GG carriers benefit specifically from ensuring selenium adequacy.
Interactions
rs4704397 (PDE8B intron 1) is in strong linkage disequilibrium with rs6885099 and captures overlapping variance. Both variants have been studied for TSH effects; their combined information adds little beyond either alone.
rs2046045 (PDE8B intron 1) is a third correlated variant in the same LD block, consistently identified in GWAS of TSH and hypothyroidism.
rs11206244 (TPO — thyroid peroxidase) affects thyroid hormone synthesis directly rather than cAMP signaling, acting through a different pathway. Individuals combining a high PDE8B set-point (this SNP) with impaired TPO activity may have compounded hypothyroidism risk.
Drug Interactions
Genotype Interpretations
What each possible genotype means for this variant:
Reference alleles — lower TSH set-point, reduced hypothyroidism risk
In the Porcu et al. 2013 meta-analysis of 26,420 euthyroid subjects, the A allele was associated with a −0.141 log-unit reduction in TSH per allele (p = 2×10⁻²⁶). In the Rand et al. 2025 Nature Genetics hypothyroidism GWAS, the A allele was protective against hypothyroidism (beta = −0.10, p = 1×10⁻⁹³ for the G allele). AA homozygotes have the lowest genetically-programmed TSH set-point of the three genotypes.
This does not guarantee normal thyroid function — TSH is influenced by many genes, nutritional status, autoimmunity, and age. But at this specific locus, your genetic contribution pushes toward lower TSH and reduced risk of hypothyroidism.
One risk allele — mildly elevated TSH set-point
Under the additive inheritance model confirmed by multiple GWAS, each G allele contributes independently to higher TSH levels. AG carriers sit midway between the low set-point of AA and the high set-point of GG. In European populations, the G allele frequency is approximately 0.40, making AG the modal genotype.
The elevated set-point is typically within normal TSH reference ranges (0.4–4.0 mU/L) but sits higher within that range. This increases the probability of crossing into subclinical hypothyroidism (TSH > 4.0–4.5 mU/L) during periods of thyroid stress — iodine deficiency, autoimmune challenge, pregnancy, or aging. The Rand et al. 2025 GWAS confirmed that the PDE8B locus effect on hypothyroidism risk is additive.
For individuals already on levothyroxine, an AG genotype at this locus may mean that the TSH target needed to feel well is in the lower-normal range rather than mid-range.
Two risk alleles — elevated TSH set-point, increased hypothyroidism susceptibility
The GG genotype means your thyroid cells degrade cAMP more efficiently after TSH stimulation, blunting the hormone production response. To compensate, your pituitary secretes more TSH — chronically. This higher baseline TSH does not always cause symptoms or disease, but it narrows the margin before TSH crosses into the subclinical or overt hypothyroidism range.

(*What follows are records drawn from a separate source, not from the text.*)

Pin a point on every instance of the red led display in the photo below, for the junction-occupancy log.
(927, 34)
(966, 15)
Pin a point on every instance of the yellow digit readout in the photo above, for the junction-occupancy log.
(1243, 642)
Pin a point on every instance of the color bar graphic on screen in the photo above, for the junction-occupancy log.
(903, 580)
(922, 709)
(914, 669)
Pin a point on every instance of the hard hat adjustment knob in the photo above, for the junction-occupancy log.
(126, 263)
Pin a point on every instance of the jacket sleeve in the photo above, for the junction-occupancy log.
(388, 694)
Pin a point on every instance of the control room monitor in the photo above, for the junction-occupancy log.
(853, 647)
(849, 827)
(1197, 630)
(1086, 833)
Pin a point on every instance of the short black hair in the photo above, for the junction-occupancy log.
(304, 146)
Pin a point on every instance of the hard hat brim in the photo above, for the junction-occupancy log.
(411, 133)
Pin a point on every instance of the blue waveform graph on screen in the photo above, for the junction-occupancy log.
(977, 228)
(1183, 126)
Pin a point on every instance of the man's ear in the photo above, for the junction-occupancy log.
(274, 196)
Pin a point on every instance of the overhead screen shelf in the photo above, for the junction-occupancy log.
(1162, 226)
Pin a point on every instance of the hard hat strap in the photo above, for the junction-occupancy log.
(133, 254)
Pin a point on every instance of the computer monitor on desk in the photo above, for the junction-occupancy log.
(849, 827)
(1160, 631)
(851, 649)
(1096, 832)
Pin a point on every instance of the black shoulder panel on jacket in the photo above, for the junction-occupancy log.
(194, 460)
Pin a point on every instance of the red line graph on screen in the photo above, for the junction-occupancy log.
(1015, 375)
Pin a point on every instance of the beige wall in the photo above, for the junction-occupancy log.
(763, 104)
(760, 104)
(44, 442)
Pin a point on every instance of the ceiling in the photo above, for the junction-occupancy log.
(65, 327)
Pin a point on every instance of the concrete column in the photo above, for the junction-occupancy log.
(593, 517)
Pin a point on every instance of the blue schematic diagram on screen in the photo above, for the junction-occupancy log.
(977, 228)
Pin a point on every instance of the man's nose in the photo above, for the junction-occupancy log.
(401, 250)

In the Porcu et al. 2013 GWAS, the per-allele effect of G on log-TSH was +0.141 units (additive), meaning GG homozygotes have approximately +0.28 log-units higher TSH than AA individuals — roughly a 32% higher absolute TSH at the same level of thyroid function.
For individuals with GG genotype already on levothyroxine replacement: the genetically higher TSH set-point means the conventional TSH target (0.5–2.5 mU/L) may underestimate how much T4 your specific system requires. Multiple studies have documented that some patients on levothyroxine feel better — and show better metabolic markers — when TSH is maintained in the lower third of the reference range. Your GG genotype is one reason your treating physician might aim for a TSH target of 0.5–1.5 mU/L rather than 2.0–4.0 mU/L.
Note: the PDE8B effect on TSH is attenuated in African-ancestry individuals (Wade et al. 2025), so the magnitude of this risk prediction is most applicable to those of European descent.